Stadtführer für Kreative in Venedig Fünf Orte, um die Stadt jenseits touristischer Stereotypen zu entdecken

Der Alltag kann uns ständig überraschen. Wir glauben, alles über unsere Städte zu wissen, aber in Wirklichkeit ist immer etwas um die Ecke, das uns entgeht. Die urbane Bühne wird zu einem riesigen Ort der Erkundung, Arbeit, bewussten Entspannung und achtsamen Einkaufs. Der NSS City Guide für Kreative wurde auf diese Weise geboren — irgendwo zwischen einem Survival-Kit und einer alternativen Landkarte für diejenigen, die mit Sensibilität, Fantasie und kritischem Denken in Städten leben oder diese durchqueren. Ein Projekt für diejenigen, die in der Kreativbranche arbeiten oder einfach in Rhythmen, Räumen und Stille mitschwingen, die sich von den üblichen Touristenzielen unterscheiden. Es mag unmöglich erscheinen, aber Venedig bietet viele Orte, an denen Sie Ihren Gedanken freien Lauf lassen können. In der kollektiven Vorstellung war Venedig zu Beginn des 20. Jahrhunderts bereits ein beliebter Rückzugsort für Denker aus der ganzen Welt, sowohl wegen seiner verspielten Seite — man denke nur an die Partys im Palazzo Venier dei Leoni, zuerst mit der Marchesa Casati und später mit Peggy Guggenheim — als auch wegen seiner Atmosphäre ultimativer Entspannung, wie im melancholischen Lido von Luchino Viscontis Tod in Venedig zu sehen ist.

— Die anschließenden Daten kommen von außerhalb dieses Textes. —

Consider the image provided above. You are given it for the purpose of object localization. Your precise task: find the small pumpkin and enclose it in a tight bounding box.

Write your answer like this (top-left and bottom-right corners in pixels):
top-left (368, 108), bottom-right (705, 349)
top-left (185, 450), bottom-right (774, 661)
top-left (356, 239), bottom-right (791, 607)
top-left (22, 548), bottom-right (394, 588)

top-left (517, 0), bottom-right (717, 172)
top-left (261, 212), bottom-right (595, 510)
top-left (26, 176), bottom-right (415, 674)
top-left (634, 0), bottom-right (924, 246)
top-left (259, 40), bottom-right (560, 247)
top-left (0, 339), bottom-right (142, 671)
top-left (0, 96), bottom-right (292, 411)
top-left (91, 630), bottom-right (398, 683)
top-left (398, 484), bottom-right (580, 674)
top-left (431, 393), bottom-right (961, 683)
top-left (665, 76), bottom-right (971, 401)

In seinem Watermark (1989) schrieb Joseph Brodsky, dass in Venedig ein Mann mehr für seine Silhouette als für seine Gesichtszüge geschätzt wird, weil hier das Auge dominiert. In einer Stadt, die gebaut wurde, um angeschaut zu werden, werden selbst diejenigen, die sie überqueren, zu einem Bild. Wir möchten Ihnen helfen, es ohne Warteschlangen zu überqueren und Stadtteile zu entdecken, die vom Overtourism unberührt sind. Wir schlagen Reiserouten vor, die es wert sind, in Ihren Telefonnotizen für Ihre nächste Reise in die Lagune gespeichert zu werden. Ein Perspektivenwechsel — selbst für Kreative, die nur ein paar Tage hier sind — könnte eine effektive Möglichkeit sein, diese fischförmige Insel nicht als Disneyland, sondern als sicheren Hafen für Kreative neu zu erfinden. So wie es immer war.

Das Historische Archiv der Biennale (ASAC)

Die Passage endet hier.